As a PC mother I would cut your losses, children need riding to be fun. Enquire through your Pony club for suitable ponies coming up for sale and then contact the DC to ask about the pony, this is by far the best way to get something genuine. There is a new season coming up and I would be quick to put this behind you and move on.

Sell the pony as a lead rein only and ensure that any buyers know what happens off the lead rein. There are many ponies out there that are fab on the lead but hopeless off, for so many reasons.
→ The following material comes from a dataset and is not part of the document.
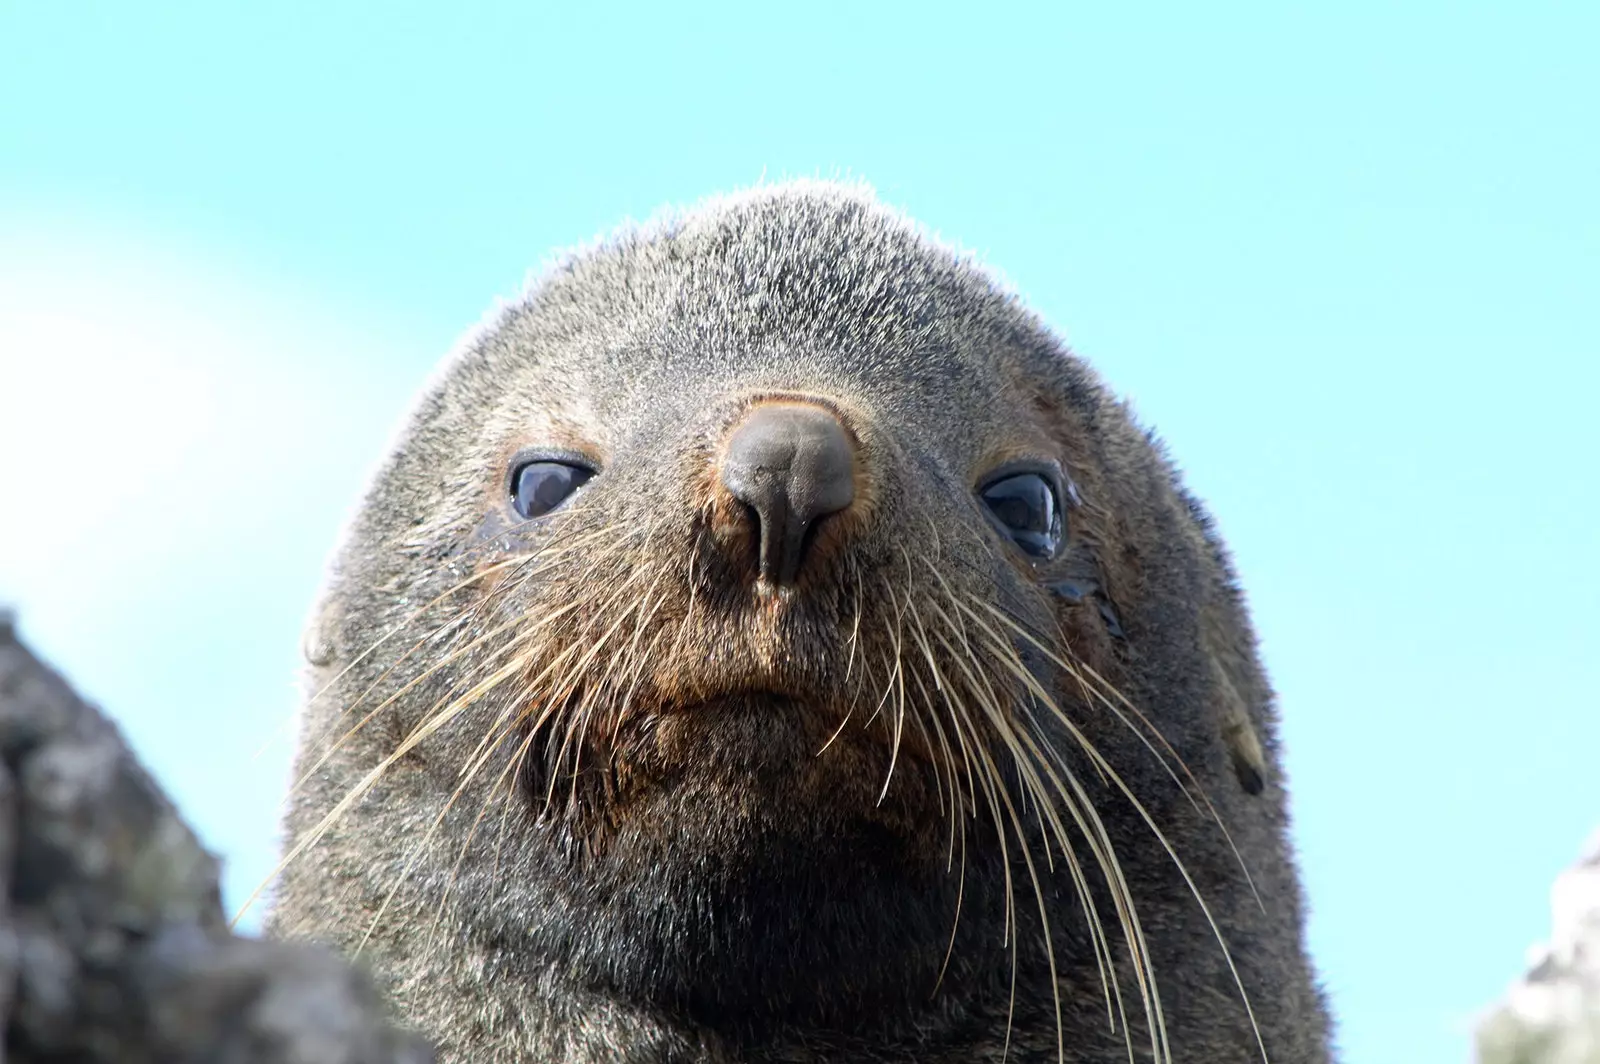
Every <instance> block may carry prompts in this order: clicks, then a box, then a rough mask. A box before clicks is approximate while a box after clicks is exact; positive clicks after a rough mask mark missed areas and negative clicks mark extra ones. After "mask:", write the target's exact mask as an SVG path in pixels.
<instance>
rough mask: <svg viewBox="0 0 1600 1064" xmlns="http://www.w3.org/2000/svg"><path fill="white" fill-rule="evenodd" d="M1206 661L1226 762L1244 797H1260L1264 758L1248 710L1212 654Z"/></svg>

Im not convinced that there is anything physically wrong here and it is very difficult to correct learned behaviour.

Good luck


----------



## rexel (22 January 2008)

Thank you all for your comments.  I would not sell the pony as a lead rein as I know what would happen.  They would then try it off the lead rein and an accident would only happen.  I am going to try to get the person who sold it to me to have it back.


----------



## kizzywiz (23 January 2008)

Good luck to you, I agree with all the others, he just isn't suitable for a littley to ride off the lead rein.  However, just as a different suggestion, there are lots of small adults like myself who have never moved on to horses, maybe someone like me would love to have him, sounds like he's just learned to be naughty with the children but would be fine for a small adult, unfortunately I have 2 already, but just a thought anyway.


----------



## it a fluke (21 July 2013)

hi we have just bought our daughter a 14.1 pony mixed breed he was really good for 2 weeks and then he as started bucking and meaning it.
we have had his back checked we have also had a trainer look at him, they say that he his not naughty but that he is petifield of someone on him.
I have tried to contact the owner but they do not want to know.
not sure what to do next?


----------